Wakil Ketua DPR Fadli Zon pun angkat bicara mengenai penundaan tersebut.
"Kalau menurut saya, hukuman mati dilematis," kata Fadli Zon di Gedung DPR, Jakarta, Kamis (30/4/2015).
Ia menjelaskan penegakan hukum harus dilakukan. Pemerintah harus mendorong eksekusi mati.
Namun disisi lain, harus dipertimbangkan faktor yang melatarbelakangi kasus Mary Jane. Dimana warga Philipina itu merupakan korban human trafficking.
"Tentu kita harus berikan ruang. Yang harus kita incar itu bandar narkoba jangan pion-pionya. Saya kira masih banyak yang di-list ya segera harusnya dilakukan," kata Politisi Gerindra itu.

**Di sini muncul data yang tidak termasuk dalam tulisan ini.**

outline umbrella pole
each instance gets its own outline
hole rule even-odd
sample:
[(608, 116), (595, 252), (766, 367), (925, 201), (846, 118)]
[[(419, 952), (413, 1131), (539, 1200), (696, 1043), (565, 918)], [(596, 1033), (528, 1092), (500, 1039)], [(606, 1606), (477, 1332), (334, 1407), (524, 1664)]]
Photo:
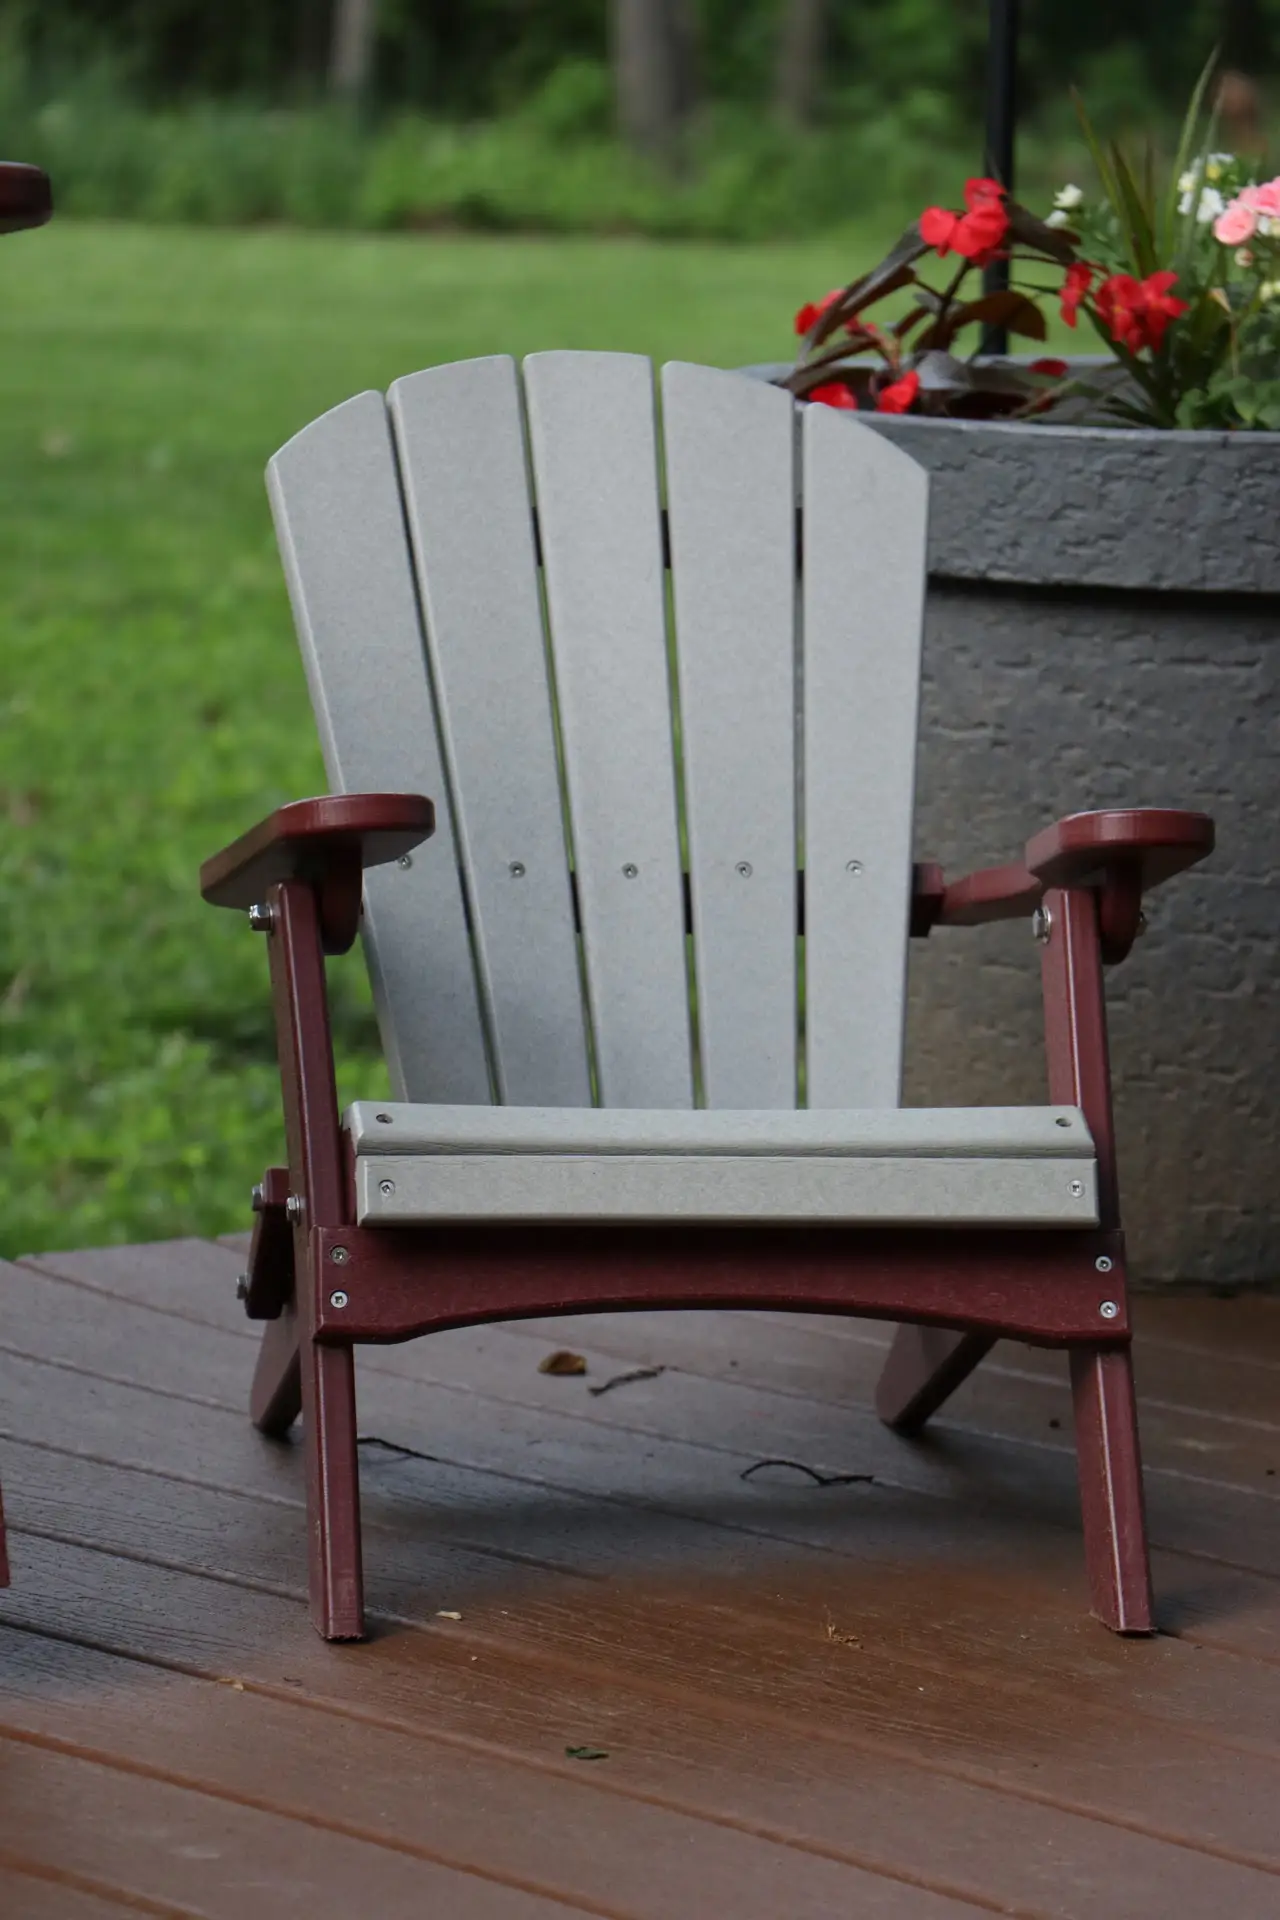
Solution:
[[(987, 30), (987, 127), (985, 171), (1013, 192), (1015, 123), (1018, 112), (1018, 0), (989, 0)], [(1003, 293), (1009, 262), (995, 260), (982, 276), (984, 293)], [(982, 351), (1007, 353), (1004, 327), (984, 327)]]

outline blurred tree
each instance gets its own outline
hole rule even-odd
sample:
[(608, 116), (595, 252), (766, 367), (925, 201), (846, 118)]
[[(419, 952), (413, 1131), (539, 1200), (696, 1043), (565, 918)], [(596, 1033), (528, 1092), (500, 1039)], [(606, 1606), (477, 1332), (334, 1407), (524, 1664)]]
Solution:
[(612, 25), (623, 138), (674, 165), (696, 97), (692, 0), (613, 0)]
[(822, 87), (828, 0), (783, 0), (774, 104), (789, 126), (813, 123)]
[(329, 88), (340, 100), (363, 100), (373, 72), (378, 0), (334, 0)]

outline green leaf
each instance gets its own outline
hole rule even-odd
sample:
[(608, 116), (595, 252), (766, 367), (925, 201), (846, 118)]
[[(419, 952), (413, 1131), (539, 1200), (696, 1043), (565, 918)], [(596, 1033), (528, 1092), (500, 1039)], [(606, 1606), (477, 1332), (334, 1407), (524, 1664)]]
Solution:
[[(1178, 219), (1178, 182), (1181, 180), (1183, 174), (1189, 171), (1191, 155), (1195, 151), (1196, 146), (1196, 128), (1200, 124), (1200, 115), (1204, 111), (1204, 99), (1205, 94), (1209, 90), (1209, 82), (1213, 78), (1214, 68), (1218, 64), (1218, 53), (1219, 49), (1215, 47), (1200, 71), (1200, 78), (1196, 81), (1195, 87), (1192, 89), (1190, 104), (1187, 107), (1186, 117), (1182, 122), (1182, 131), (1178, 135), (1178, 149), (1173, 156), (1173, 171), (1169, 175), (1169, 193), (1165, 202), (1164, 220), (1161, 223), (1160, 251), (1166, 260), (1173, 251), (1173, 235)], [(1218, 115), (1215, 111), (1209, 117), (1209, 125), (1205, 130), (1204, 139), (1200, 142), (1200, 160), (1196, 168), (1197, 178), (1195, 191), (1191, 196), (1190, 209), (1185, 216), (1186, 222), (1193, 230), (1195, 227), (1196, 203), (1200, 198), (1200, 185), (1204, 179), (1204, 156), (1210, 151), (1217, 125)], [(1182, 242), (1179, 246), (1180, 253), (1186, 246), (1186, 234), (1187, 228), (1186, 225), (1184, 225)]]
[(1139, 280), (1145, 280), (1157, 267), (1155, 234), (1151, 224), (1151, 209), (1142, 204), (1142, 195), (1119, 146), (1111, 145), (1111, 164), (1116, 182), (1116, 211), (1125, 230), (1129, 248), (1129, 257), (1133, 270)]
[(564, 1757), (566, 1760), (607, 1760), (609, 1749), (607, 1747), (566, 1747)]

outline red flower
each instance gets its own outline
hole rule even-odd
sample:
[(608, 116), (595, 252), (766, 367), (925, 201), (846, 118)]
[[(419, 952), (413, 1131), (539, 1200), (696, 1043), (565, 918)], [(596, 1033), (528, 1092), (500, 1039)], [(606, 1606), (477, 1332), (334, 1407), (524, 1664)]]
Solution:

Sedangkan terkait permintaan penolakan hukuman mati dari negara lain, Fadli menilai hal itu dikembalikan kepada Presiden Joko Widodo.
Namun, ia mengingatkan era Soekarno juga terdapat hukuman mati warga negara asing.
"Meski bukan karena kasus narkoba. Tapi John F Kenedy kirim (utusan) dan minta keringanan justru dengan Bung Karno dibebaskan. Jadi saya kira kita harus jaga hububungan baik. Tapi itu keputusan dan pilihan dari presiden," ujarnya.
Sebelumnya diberitakan, Kejaksaan Agung menunda pelaksanaan eksekusi terhadap terpidana mati Mary Jane.
"Eksekusi Marry Jane ditunda karena ada permintaan dari Presiden Filipina," kata Kepala Pusat Penerangan Hukum Kejagung Tonny T Spontana dalam pesan singkat.
Permintaan tersebut diajukan setelah tersangka perekrut Marry Jane, Maria Kristina Sergio, menyerahkan diri kepada kepolisian Filipina, Selasa (28/4/2015). Marry Jane (MJ) pun diperlukan untuk memberikan kesaksian dalam pemeriksaan terhadap Sergio.
"Pelaku yang diduga melakukan perdagangan manusia menyerahkan diri di Filipina, dan kesaksian MJ diperlukan," kata Tonny.